Senate Combining Legislative Power With Executive Functions - Falana

Senate Combining Legislative Power With Executive Functions - Falana

Human rights lawyer, Femi Falana, (SAN) has asked the senators demanding the removal of Ibrahim Magu, to wait until they install Senate President Bukola Saraki as Nigeria’s acting president.

In a statement on Thursday, the lawyer faulted the resolution of the senate that Acting President Yemi Osinbajo should sack the acting chairman of the Economic and Financial Crimes Commission (EFCC).

Describing the resolution as an exercise in futility, Falana accused the Senate of combining legislative powers with executive functions. He referred to the call for Magu’s removal as a desperation “to institutionalise official corruption and impunity in the country”.

The resolution of the Senate was alleged to have been anchored on section 2(3) of the EFCC Act. Before passing its resolution, the Senate ought to have known from the clear and unambiguous provision of section 2 (3) of the EFCC Act that it has not been vested with the power to confirm or approve any person appointed by the president to hold office in an acting capacity.

To that extent, the resolution of the Senate constitutes an affront to section 171 (1) of the Constitution which stipulates that: Power to appoint persons to hold or act in the offices to which this section applies to remove persons so appointed from any such office shall vest in the president. “It is further submitted that section 2 (3) of the EFCC Act relied upon Senate to justify the confirmation of the chairman of the EFCC is inconsistent with section 171 (2) of the Constitution.

Indeed, of all the positions listed in subsection 2 of the constitution is only in the appointments of ambassadors and high commissioners made by the president which require the confirmation of the Senate.

Since the EFCC is an extra-ministerial department of the federal government, the appointment of its chairman does not require the confirmation of the Senate.

In other words, section 2 (3) of the EFCC Act is inconsistent with section 171 (2) of the Constitution.
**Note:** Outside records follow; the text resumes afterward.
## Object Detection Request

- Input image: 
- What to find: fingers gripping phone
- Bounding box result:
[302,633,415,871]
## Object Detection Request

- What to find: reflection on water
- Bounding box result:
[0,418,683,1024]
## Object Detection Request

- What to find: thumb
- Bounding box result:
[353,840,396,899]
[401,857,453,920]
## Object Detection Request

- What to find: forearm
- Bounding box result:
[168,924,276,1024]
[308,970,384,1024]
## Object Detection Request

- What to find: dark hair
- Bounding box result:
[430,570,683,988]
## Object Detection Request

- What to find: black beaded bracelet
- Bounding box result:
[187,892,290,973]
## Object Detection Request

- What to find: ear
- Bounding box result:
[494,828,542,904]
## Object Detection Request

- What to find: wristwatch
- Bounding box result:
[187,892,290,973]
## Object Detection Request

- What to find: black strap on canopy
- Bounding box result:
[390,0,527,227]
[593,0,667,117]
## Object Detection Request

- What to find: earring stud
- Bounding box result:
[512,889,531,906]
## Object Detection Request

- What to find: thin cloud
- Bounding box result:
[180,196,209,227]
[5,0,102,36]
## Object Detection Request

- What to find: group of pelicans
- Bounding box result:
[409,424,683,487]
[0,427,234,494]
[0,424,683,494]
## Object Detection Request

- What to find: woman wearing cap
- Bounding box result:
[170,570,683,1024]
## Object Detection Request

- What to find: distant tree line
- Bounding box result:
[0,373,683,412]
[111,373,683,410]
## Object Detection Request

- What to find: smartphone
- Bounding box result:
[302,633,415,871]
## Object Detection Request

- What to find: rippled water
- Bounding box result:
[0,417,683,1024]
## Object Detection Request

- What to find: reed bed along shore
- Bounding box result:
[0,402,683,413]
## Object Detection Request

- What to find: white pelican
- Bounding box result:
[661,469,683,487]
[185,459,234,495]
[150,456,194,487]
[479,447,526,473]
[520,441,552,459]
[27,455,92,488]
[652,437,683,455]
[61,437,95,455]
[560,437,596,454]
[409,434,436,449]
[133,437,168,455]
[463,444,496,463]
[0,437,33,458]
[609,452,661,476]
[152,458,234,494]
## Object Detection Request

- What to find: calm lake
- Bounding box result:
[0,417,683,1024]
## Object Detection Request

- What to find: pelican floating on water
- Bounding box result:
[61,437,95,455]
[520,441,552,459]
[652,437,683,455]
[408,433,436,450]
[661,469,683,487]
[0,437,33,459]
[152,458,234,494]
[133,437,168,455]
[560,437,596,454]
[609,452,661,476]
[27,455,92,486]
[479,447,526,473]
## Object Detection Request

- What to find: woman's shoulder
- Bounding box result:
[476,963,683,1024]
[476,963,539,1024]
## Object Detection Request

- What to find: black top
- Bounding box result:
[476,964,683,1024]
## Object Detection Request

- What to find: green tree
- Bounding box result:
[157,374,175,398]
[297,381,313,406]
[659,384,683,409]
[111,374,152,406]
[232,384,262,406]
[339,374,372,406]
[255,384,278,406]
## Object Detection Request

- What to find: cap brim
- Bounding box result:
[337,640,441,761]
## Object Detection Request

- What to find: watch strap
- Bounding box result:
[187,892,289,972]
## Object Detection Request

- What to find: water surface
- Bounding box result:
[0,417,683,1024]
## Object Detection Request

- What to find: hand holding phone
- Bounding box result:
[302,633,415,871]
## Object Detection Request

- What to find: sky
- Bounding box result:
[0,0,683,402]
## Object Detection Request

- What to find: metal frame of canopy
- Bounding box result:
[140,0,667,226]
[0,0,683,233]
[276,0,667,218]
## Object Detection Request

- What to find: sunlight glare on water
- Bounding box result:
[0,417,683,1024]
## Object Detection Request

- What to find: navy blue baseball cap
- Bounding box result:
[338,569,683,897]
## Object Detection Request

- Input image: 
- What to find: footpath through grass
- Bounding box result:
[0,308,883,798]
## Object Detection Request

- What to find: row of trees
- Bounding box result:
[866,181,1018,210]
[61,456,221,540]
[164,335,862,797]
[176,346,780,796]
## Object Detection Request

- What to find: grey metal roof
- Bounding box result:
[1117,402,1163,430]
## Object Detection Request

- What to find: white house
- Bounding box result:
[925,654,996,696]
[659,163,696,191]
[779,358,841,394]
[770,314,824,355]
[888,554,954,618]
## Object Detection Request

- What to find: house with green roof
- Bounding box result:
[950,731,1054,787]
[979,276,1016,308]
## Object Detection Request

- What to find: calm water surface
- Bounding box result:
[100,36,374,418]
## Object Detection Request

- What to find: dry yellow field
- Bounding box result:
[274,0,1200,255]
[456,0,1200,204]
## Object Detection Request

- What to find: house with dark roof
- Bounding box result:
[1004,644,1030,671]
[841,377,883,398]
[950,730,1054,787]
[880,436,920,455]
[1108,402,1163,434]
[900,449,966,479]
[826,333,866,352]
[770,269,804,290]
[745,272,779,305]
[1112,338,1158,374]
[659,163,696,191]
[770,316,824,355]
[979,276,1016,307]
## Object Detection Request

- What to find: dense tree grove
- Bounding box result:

To that extent, the resolution of the senate based on the EFCC Act is an exercise in futility.

In view of the foregoing, the implementation of the resolution of the Senate on the removal of Mr Ibrahim Magu as the acting chairman of the EFCC should be ignored by the presidency on account of its apparent illegality.

However, the distinguished senators who are desperate to institutionalise official corruption and impunity in the country by removing Magu from office may have to wait for the planned installation of Senate President Bukola Saraki as the acting president of the Federal Republic of Nigeria!